Dovettero aspettare ben venti minuti prima che arrivasse il loro turno e potessero cercare un posto per sedersi. Appena fecero tintinnare la campanella alla porta, qualcuno dalla parte opposta della piccola saletta attirò la loro attenzione. Molta gente si zittì per osservare chi avesse urlato, sovrastando in modo tanto fastidioso il loro parlottare.
«HELLO GUYS! Finalmente siete arrivati, è tutta la mattina che vi aspetto. Dai, ordinate qualcosa, vi abbiamo tenuto il posto!»

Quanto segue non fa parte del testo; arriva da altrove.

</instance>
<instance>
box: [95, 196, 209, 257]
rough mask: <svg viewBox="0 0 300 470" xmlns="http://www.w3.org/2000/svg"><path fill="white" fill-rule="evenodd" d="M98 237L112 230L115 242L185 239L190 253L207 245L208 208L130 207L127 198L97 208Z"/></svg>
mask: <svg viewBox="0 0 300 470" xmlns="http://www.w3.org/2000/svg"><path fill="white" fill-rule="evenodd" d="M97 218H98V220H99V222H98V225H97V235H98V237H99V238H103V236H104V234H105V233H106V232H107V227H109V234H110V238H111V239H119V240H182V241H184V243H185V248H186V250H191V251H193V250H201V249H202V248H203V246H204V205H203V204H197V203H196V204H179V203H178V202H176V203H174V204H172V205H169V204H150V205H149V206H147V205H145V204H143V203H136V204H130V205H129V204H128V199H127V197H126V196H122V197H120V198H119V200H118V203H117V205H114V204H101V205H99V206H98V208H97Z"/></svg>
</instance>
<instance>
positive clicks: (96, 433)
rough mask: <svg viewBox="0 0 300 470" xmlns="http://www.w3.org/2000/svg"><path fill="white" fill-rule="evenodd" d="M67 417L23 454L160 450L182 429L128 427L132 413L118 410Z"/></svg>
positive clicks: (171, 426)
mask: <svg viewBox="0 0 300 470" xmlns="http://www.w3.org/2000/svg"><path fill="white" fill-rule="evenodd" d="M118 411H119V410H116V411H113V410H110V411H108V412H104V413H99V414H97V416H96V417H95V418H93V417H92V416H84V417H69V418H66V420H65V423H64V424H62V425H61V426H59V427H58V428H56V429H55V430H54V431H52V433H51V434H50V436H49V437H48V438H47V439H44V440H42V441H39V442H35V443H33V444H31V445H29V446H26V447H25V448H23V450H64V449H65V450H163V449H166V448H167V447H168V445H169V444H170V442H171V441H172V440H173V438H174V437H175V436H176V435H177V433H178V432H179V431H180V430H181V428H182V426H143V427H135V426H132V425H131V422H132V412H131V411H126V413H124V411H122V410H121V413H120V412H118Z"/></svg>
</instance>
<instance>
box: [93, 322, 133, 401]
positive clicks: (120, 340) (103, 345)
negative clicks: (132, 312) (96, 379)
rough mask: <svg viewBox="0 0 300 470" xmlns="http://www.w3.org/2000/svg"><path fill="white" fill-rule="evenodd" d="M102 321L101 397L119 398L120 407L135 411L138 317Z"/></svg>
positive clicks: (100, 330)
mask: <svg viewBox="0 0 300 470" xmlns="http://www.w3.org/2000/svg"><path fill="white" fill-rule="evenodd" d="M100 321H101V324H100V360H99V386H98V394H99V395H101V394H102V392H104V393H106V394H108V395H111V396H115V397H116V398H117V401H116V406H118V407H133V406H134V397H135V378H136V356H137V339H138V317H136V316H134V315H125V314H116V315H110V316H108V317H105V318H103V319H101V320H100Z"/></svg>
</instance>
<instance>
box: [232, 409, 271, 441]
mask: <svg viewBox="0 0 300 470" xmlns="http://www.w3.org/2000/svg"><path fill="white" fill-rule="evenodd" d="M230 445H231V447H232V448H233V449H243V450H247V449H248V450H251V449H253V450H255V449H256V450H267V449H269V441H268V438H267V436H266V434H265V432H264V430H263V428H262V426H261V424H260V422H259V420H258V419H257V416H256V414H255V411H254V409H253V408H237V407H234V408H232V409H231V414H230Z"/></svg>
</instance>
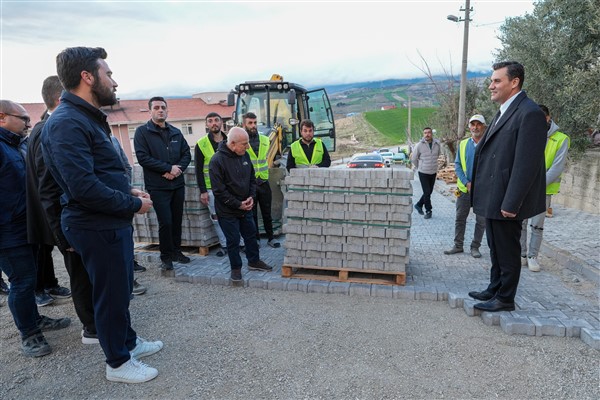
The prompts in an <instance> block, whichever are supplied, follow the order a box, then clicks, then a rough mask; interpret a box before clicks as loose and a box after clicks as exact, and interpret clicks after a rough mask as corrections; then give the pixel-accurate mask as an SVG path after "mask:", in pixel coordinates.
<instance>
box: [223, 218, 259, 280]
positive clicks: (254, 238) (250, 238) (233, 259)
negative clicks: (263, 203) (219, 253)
mask: <svg viewBox="0 0 600 400" xmlns="http://www.w3.org/2000/svg"><path fill="white" fill-rule="evenodd" d="M219 225H220V226H221V229H222V230H223V234H224V235H225V239H226V241H227V255H228V256H229V264H230V265H231V269H241V268H242V257H240V234H241V235H242V237H243V238H244V242H245V245H246V258H247V259H248V262H249V263H255V262H257V261H258V260H259V259H260V255H259V253H258V244H257V243H256V226H255V225H254V220H253V218H252V213H251V212H247V213H246V215H244V216H243V217H240V218H236V217H223V216H219Z"/></svg>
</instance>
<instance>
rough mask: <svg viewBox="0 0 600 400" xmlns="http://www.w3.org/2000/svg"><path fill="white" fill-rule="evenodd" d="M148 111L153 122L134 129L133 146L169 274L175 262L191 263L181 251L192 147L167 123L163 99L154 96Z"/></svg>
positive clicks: (159, 243) (165, 267) (165, 107)
mask: <svg viewBox="0 0 600 400" xmlns="http://www.w3.org/2000/svg"><path fill="white" fill-rule="evenodd" d="M148 109H149V110H150V121H148V122H147V123H146V124H145V125H142V126H138V128H137V129H136V130H135V137H134V139H133V145H134V147H135V154H136V156H137V160H138V162H139V163H140V165H141V166H142V168H143V169H144V185H145V186H146V190H148V192H149V193H150V196H152V201H153V202H154V210H155V211H156V217H157V218H158V241H159V248H160V259H161V261H162V263H161V266H160V268H161V269H162V270H163V271H170V270H172V269H173V261H176V262H180V263H184V264H187V263H189V262H190V258H189V257H187V256H185V255H184V254H183V253H182V252H181V223H182V220H183V203H184V200H185V181H184V178H183V171H185V169H186V168H187V166H188V165H189V164H190V161H191V154H190V146H189V145H188V144H187V142H186V140H185V138H184V137H183V134H182V133H181V131H180V130H179V129H177V128H175V127H174V126H173V125H171V124H169V123H168V122H167V117H168V115H169V109H168V106H167V102H166V100H165V99H164V98H162V97H158V96H157V97H152V98H151V99H150V100H149V101H148Z"/></svg>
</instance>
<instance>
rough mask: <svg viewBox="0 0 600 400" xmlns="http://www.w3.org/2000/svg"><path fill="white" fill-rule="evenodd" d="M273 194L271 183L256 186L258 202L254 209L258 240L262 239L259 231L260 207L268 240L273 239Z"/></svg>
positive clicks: (252, 211) (256, 228)
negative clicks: (271, 212) (258, 212)
mask: <svg viewBox="0 0 600 400" xmlns="http://www.w3.org/2000/svg"><path fill="white" fill-rule="evenodd" d="M272 198H273V194H272V192H271V186H270V185H269V182H264V183H263V184H262V185H256V201H255V202H254V207H253V208H252V214H254V225H256V238H257V239H260V230H259V229H258V209H257V208H258V207H260V215H261V216H262V220H263V226H264V227H265V233H266V234H267V239H268V240H272V239H273V218H271V199H272Z"/></svg>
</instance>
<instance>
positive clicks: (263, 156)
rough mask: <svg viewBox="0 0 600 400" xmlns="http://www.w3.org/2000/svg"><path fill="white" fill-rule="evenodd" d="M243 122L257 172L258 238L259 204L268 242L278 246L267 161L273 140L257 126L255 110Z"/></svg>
mask: <svg viewBox="0 0 600 400" xmlns="http://www.w3.org/2000/svg"><path fill="white" fill-rule="evenodd" d="M242 124H243V125H244V129H245V130H246V133H248V138H249V140H250V141H249V146H248V155H249V156H250V160H251V161H252V166H253V167H254V173H255V174H256V201H255V202H254V208H253V209H252V214H253V216H254V225H255V226H256V239H257V241H258V242H260V229H258V206H260V215H261V216H262V220H263V226H264V227H265V233H266V234H267V244H268V245H269V246H271V247H274V248H277V247H280V246H281V244H280V243H278V242H276V241H275V240H273V218H272V217H271V201H272V198H273V193H272V192H271V186H270V185H269V164H268V163H267V153H268V152H269V146H270V144H271V142H270V141H269V138H268V137H266V136H265V135H260V134H259V133H258V129H257V128H256V124H257V122H256V114H254V113H253V112H248V113H246V114H244V115H242Z"/></svg>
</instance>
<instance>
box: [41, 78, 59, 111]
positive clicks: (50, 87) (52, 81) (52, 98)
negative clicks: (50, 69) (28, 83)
mask: <svg viewBox="0 0 600 400" xmlns="http://www.w3.org/2000/svg"><path fill="white" fill-rule="evenodd" d="M62 91H63V87H62V84H61V83H60V79H58V76H57V75H52V76H49V77H47V78H46V79H44V83H43V84H42V99H44V104H45V105H46V108H48V110H53V109H55V108H56V106H57V105H58V100H59V99H60V94H61V92H62Z"/></svg>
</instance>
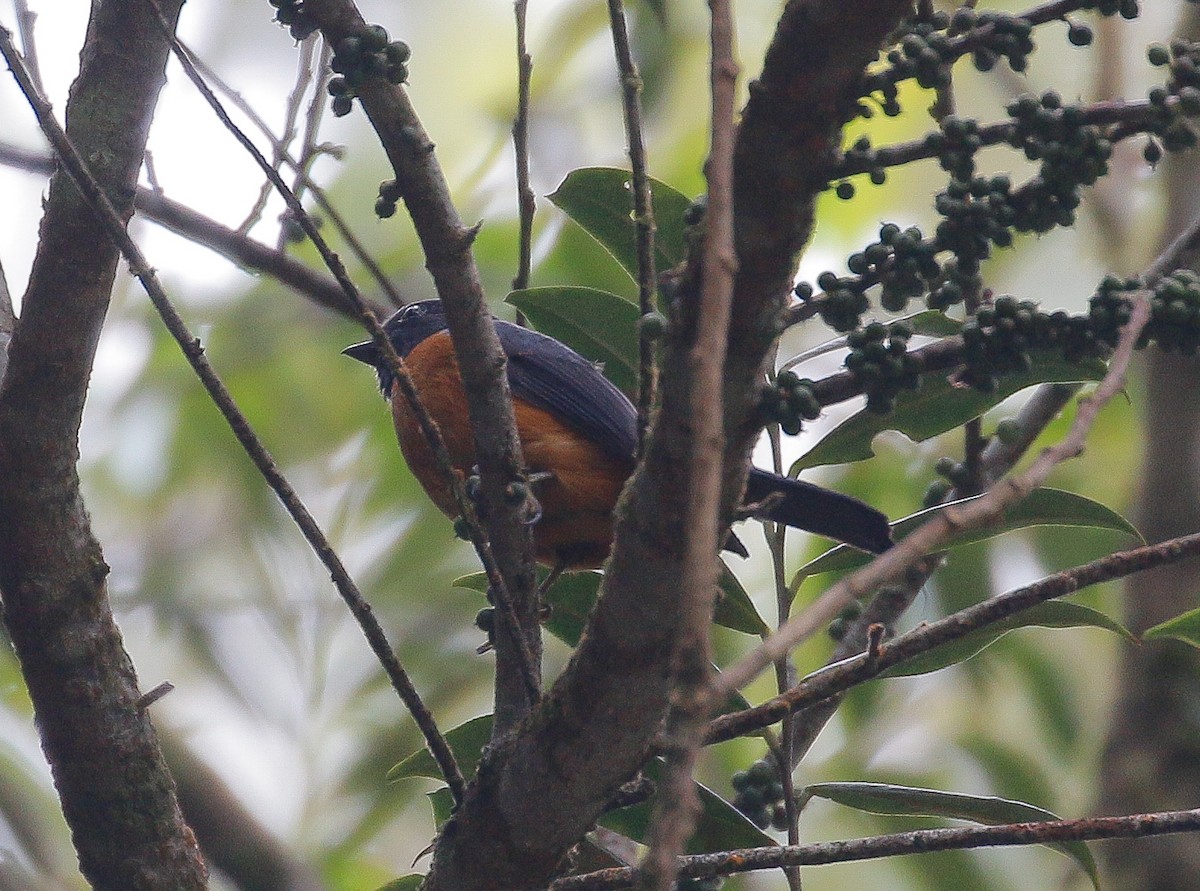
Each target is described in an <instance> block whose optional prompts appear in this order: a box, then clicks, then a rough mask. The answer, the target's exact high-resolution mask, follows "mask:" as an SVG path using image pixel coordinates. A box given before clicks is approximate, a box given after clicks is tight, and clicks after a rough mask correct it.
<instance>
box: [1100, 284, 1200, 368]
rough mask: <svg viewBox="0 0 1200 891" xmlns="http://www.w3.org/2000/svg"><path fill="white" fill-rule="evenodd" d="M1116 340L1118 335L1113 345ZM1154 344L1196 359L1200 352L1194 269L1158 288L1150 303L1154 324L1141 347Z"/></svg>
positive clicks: (1142, 335) (1172, 351)
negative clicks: (1196, 352) (1199, 351)
mask: <svg viewBox="0 0 1200 891" xmlns="http://www.w3.org/2000/svg"><path fill="white" fill-rule="evenodd" d="M1133 283H1134V285H1136V282H1133ZM1098 297H1099V294H1097V297H1094V298H1092V313H1093V315H1094V313H1096V312H1097V299H1098ZM1126 316H1128V310H1126ZM1120 319H1121V315H1120V311H1118V312H1117V313H1116V315H1115V319H1114V322H1115V323H1117V324H1120ZM1105 340H1106V341H1108V337H1105ZM1115 340H1116V337H1115V335H1114V336H1112V342H1115ZM1150 341H1153V342H1156V343H1157V345H1158V347H1159V348H1160V349H1165V351H1168V352H1177V353H1180V354H1182V355H1195V353H1196V349H1198V348H1200V276H1198V275H1196V274H1195V273H1193V271H1192V270H1190V269H1178V270H1176V271H1174V273H1171V274H1170V275H1168V276H1165V277H1163V279H1162V280H1160V281H1159V282H1158V285H1156V286H1154V295H1153V297H1152V298H1151V300H1150V322H1148V323H1147V324H1146V329H1145V330H1144V331H1142V342H1141V345H1145V343H1147V342H1150Z"/></svg>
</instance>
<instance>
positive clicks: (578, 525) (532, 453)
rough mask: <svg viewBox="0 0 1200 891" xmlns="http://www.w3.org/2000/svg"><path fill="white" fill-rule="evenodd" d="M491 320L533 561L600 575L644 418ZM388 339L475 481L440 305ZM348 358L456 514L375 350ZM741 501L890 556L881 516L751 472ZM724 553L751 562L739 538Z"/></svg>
mask: <svg viewBox="0 0 1200 891" xmlns="http://www.w3.org/2000/svg"><path fill="white" fill-rule="evenodd" d="M493 321H494V324H496V333H497V335H498V336H499V341H500V346H502V348H503V349H504V354H505V357H506V358H508V364H506V367H508V381H509V389H510V391H511V394H512V408H514V413H515V415H516V427H517V435H518V436H520V438H521V449H522V453H523V455H524V461H526V466H527V470H528V473H529V477H530V479H532V480H535V482H534V483H533V484H532V485H533V492H534V495H535V497H536V500H538V503H539V507H540V510H539V512H538V515H536V520H535V522H534V528H533V538H534V552H535V557H536V558H538V561H539V562H541V563H544V564H546V566H550V567H552V572H554V573H556V574H557V573H558V572H562V570H564V569H595V568H599V567H600V566H601V564H602V563H604V561H605V560H606V558H607V556H608V551H610V550H611V546H612V536H613V519H614V510H616V506H617V500H618V497H619V496H620V490H622V488H623V486H624V485H625V480H626V479H628V478H629V477H630V474H631V473H632V472H634V466H635V464H636V459H635V453H636V450H637V409H636V408H635V407H634V405H632V402H630V400H629V399H628V397H626V396H625V394H624V393H622V391H620V390H619V389H618V388H617V387H616V385H614V384H612V383H611V382H610V381H608V378H606V377H605V376H604V372H602V371H601V369H600V367H599V366H596V365H595V364H593V363H592V361H589V360H588V359H586V358H583V357H582V355H580V354H578V353H577V352H575V351H574V349H571V348H570V347H568V346H566V345H565V343H563V342H562V341H558V340H556V339H553V337H550V336H547V335H545V334H540V333H538V331H534V330H532V329H528V328H522V327H520V325H516V324H512V323H511V322H505V321H503V319H493ZM384 331H385V333H386V335H388V337H389V339H390V341H391V345H392V346H394V347H395V349H396V353H397V354H398V355H400V357H401V359H403V360H404V367H406V369H407V371H408V375H409V376H410V378H412V381H413V385H414V387H415V389H416V391H418V394H419V396H420V399H421V402H422V405H424V406H425V408H426V409H427V412H428V413H430V415H431V417H432V418H433V420H434V421H436V423H437V425H438V427H439V429H440V431H442V437H443V439H444V441H445V446H446V450H448V452H449V454H450V459H451V462H452V464H454V467H455V470H456V471H457V472H458V473H460V474H462V476H463V477H468V476H470V474H472V472H473V468H474V467H475V466H476V461H475V443H474V436H473V431H472V426H470V420H469V417H468V414H467V399H466V393H464V390H463V385H462V376H461V373H460V371H458V363H457V360H456V358H455V352H454V346H452V343H451V340H450V333H449V330H448V328H446V318H445V311H444V309H443V305H442V301H440V300H438V299H430V300H419V301H415V303H410V304H407V305H406V306H403V307H401V309H400V310H398V311H396V312H395V313H394V315H392V316H391V317H390V318H389V319H388V321H386V322H385V323H384ZM342 352H343V354H346V355H348V357H350V358H352V359H356V360H358V361H361V363H365V364H366V365H370V366H372V367H373V369H374V370H376V373H377V376H378V382H379V389H380V390H382V391H383V395H384V397H385V399H388V400H389V401H390V402H391V413H392V421H394V424H395V427H396V436H397V439H398V442H400V450H401V453H402V454H403V456H404V460H406V461H407V462H408V466H409V468H410V470H412V471H413V474H414V476H415V477H416V479H418V482H419V483H420V484H421V486H422V489H425V491H426V494H427V495H428V497H430V498H431V501H432V502H433V503H434V504H436V506H437V507H438V508H439V509H440V510H442V512H443V513H444V514H446V516H450V518H451V519H452V518H455V516H457V514H458V509H457V506H456V503H455V500H454V496H452V494H451V491H450V489H449V486H448V485H446V480H445V477H444V474H443V472H442V470H440V468H439V467H438V464H437V461H436V459H434V456H433V450H432V449H431V448H430V444H428V442H427V441H426V438H425V436H424V433H422V431H421V429H420V426H419V424H418V420H416V418H415V415H414V414H413V412H412V409H410V407H409V405H408V400H407V399H406V397H404V396H403V394H402V393H401V391H400V389H398V384H397V382H396V378H395V375H394V373H392V371H391V370H390V369H389V367H388V365H386V363H385V361H384V359H383V355H382V354H380V351H379V348H378V347H377V346H376V345H374V342H372V341H365V342H362V343H354V345H353V346H349V347H347V348H346V349H343V351H342ZM745 502H746V503H748V504H751V506H754V504H761V508H762V509H761V516H763V518H766V519H769V520H774V521H776V522H782V524H785V525H787V526H793V527H796V528H799V530H804V531H806V532H812V533H816V534H818V536H824V537H828V538H833V539H836V540H840V542H845V543H846V544H850V545H852V546H854V548H858V549H860V550H864V551H869V552H872V554H880V552H882V551H884V550H887V549H888V548H890V546H892V537H890V531H889V527H888V519H887V516H886V515H884V514H882V513H880V512H878V510H876V509H875V508H872V507H871V506H869V504H865V503H864V502H862V501H858V500H857V498H852V497H850V496H847V495H842V494H840V492H834V491H830V490H828V489H822V488H821V486H817V485H814V484H811V483H806V482H803V480H798V479H792V478H790V477H782V476H779V474H776V473H770V472H768V471H764V470H761V468H758V467H751V468H750V471H749V477H748V482H746V489H745ZM756 515H758V514H756ZM726 549H728V550H734V551H737V552H740V554H743V556H745V549H744V546H743V545H742V544H740V542H738V540H737V538H736V537H733V536H731V538H730V539H728V542H727V544H726Z"/></svg>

Abbiamo? I due si avvicinarono a Rodon, ancora imbarazzati perché alcuni clienti continuavano a fissarli, e videro accanto a lui un biondino palesemente a disagio che stringeva tra le mani pallide una tazza di caffè. Dietro degli spessi occhiali c'erano occhi azzurri e lucenti, e il resto del viso era coperto da una marea di lentiggini. A differenza della loro nuova conoscenza, che continuava a muovere la testa da una parte all'altra facendo oscillare i rasta ingarbugliati, era fermo e pacato.

Un cameriere si avvicinò, senza nascondere di essere molto seccato di dover servire di nuovo quel tavolo, su cui c'erano almeno cinque piattini sporchi di crema.
«Un altro croissant, signore?»
«Of course! Stavolta con il miele!»
L'altro ragazzo abbassò la testa come per nascondersi dentro il maglione, e disse con un sussurro che doveva ancora terminare la sua bevanda. Joey ordinò una ciambella guarnita di marshmallow, Ofelia una cioccolata calda.

Ci fu un silenzio imbarazzante in cui l'unico a sorridere ed essere a proprio agio era Rodon. La ragazza si schiarì la gola e decise che intanto poteva prendersi una piccola rivincita.
«Forse oltre ad un indirizzo avresti anche dovuto darci un orario, non credi?»
«E forse tu dovresti rilassarti un pochino, sweetheart, siamo comunque tutti qui»
Il nomignolo la infastidì parecchio, e a peggiorare la situazione ci si mise anche il suo amico, che le diede un per niente delicato calcio sotto al tavolo per farle capire di non essere scortese.